# Civilian Ranges...



## Swamp Honky (Apr 26, 2010)

What do you guys prefer for civilian shooting facilities? I have only been two one or two indoor ranges and some can be pricey. I tried one public outdoor range outside of Charleston and loved it. I am going to try to find something similar in my area. 
I am just curious from your personal experiences, what type of places you guys like to shoot. 
I recently relocated from FL to DC area. In FL, most farmers were happy to let out on their land to help keep the hog population down.


----------



## Boondocksaint375 (Apr 26, 2010)

If you're in DC, one of the nicest indoor ranges in NOVA is in Fairfax at the NRA headquarters.


----------



## Swamp Honky (Apr 26, 2010)

Boondocksaint375 said:


> If you're in DC, one of the nicest indoor ranges in NOVA is in Fairfax at the NRA headquarters.

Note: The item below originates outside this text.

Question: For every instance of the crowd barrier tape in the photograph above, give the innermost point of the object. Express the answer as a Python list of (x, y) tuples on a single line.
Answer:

 I think I read about that one online. It had a bunch of good reviews, for both price and quality.


----------



## Boondocksaint375 (Apr 26, 2010)

Yeah, and it's one of the few indoor ranges in the area you can bring a .50 Barrett to LOL


----------



## Swamp Honky (Apr 26, 2010)

I looked at the NRA range a little closer, and with NRA membership and military discount, a year membership is only like 250.00. That doesn't sound terrible.


----------